Tra il mare e la montagna, il valore umano di un postino, Rocco Ruggiero miglior portalettere della Calabria

Ogni mattina percorro le strade di Bagnara Calabra, in provincia di Reggio Calabria, con la consapevolezza che il mio lavoro non significa soltanto consegnare posta, ma portare presenza, ascolto e senso di comunità. In un territorio affacciato sul Tirreno, sospeso tra mare e montagna, dove il recapito richiede attenzione, costanza e una profonda conoscenza del territorio, fare il portalettere per me è diventato qualcosa che va oltre una semplice professione.
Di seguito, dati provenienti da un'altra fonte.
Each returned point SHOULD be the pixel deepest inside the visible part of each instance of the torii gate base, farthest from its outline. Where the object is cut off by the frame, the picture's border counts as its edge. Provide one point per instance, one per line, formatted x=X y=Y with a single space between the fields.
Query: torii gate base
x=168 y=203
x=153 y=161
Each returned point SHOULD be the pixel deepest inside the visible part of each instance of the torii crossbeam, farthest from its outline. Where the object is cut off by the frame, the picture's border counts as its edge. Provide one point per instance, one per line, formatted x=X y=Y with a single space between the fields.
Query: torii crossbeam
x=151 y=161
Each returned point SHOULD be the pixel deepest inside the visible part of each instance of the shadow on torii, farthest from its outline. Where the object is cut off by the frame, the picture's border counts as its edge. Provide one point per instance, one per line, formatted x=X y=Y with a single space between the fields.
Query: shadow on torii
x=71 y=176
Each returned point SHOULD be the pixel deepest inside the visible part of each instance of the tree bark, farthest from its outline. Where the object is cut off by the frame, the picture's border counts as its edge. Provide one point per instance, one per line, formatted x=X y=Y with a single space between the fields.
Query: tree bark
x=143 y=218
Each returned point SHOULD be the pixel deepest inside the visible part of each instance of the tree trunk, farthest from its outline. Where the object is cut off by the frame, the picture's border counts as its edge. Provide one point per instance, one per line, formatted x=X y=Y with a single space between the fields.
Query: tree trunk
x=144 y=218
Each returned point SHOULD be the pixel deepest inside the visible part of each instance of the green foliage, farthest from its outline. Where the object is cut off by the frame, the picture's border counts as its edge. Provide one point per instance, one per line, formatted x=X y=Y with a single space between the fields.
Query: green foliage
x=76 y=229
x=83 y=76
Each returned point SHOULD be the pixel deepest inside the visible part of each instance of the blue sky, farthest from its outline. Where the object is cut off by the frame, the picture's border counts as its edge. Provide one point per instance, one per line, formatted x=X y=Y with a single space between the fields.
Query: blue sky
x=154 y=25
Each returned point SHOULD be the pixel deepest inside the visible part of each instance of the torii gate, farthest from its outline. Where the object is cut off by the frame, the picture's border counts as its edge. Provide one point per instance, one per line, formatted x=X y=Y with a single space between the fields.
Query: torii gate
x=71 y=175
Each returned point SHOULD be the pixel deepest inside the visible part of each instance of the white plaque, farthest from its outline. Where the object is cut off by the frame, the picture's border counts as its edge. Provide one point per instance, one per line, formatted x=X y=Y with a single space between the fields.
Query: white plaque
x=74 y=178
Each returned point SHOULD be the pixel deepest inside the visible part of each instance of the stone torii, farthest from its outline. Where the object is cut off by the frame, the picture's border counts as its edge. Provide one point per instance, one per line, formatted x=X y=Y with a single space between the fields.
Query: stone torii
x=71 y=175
Fare il postino, per me, è un percorso che affonda le sue radici nella mia famiglia. Mio padre faceva il postino, e anche mio zio, un altro punto di riferimento per me, lavorava in un ruolo direttivo negli uffici centrali di Poste Italiane. È proprio grazie a loro, e al sostegno costante della mia famiglia, se oggi ho scelto questa strada, unendo la passione per il servizio alla voglia di stare tra la gente.
Il territorio di Bagnara Calabra è una realtà unica, particolare e spesso complessa per il recapito. Ed è proprio qui che ho imparato quanto sia importante creare fiducia. Mi piace stare in mezzo alla gente, conoscere le persone, ascoltarle. Nel tempo ho capito che migliorare il recapito non significa solo fare numeri migliori, ma esserci davvero. Ho lavorato per ridurre le avvisate, migliorare la tracciatura e recuperare ogni consegna possibile, sempre con senso di responsabilità verso il territorio e verso i cittadini. Un’attenzione speciale l’ho sempre dedicata agli anziani. Spesso, dietro una consegna, non c’è soltanto una firma, ma una persona che aspetta una parola gentile, un sorriso, una presenza familiare. Nel mio percorso, sono stato indicato come miglior portalettere della Calabria, un riconoscimento che mi ha riempito di orgoglio. Ma questo risultato lo devo prima di tutto ai miei colleghi, che ogni giorno mi supportano con professionalità, e alla direttrice Angela Rappoccio del centro di Palmi, che con la sua umanità e capacità riesce a far emergere il meglio di ogni collaboratore. Un ringraziamento speciale va anche al mio capo squadra, Antonio Nasone, che con il suo impegno e la sua guida rappresenta ogni giorno un punto di riferimento. E infine, voglio ricordare Pino Paviglianiti, responsabile della qualità, che con il suo esempio mi ha sempre ispirato. Sentirsi accolti, salutati per nome e benvoluti dalle persone che incontro ogni giorno è qualcosa che va oltre qualsiasi riconoscimento. Perché alla fine, non consegno solo posta. Consegno presenza.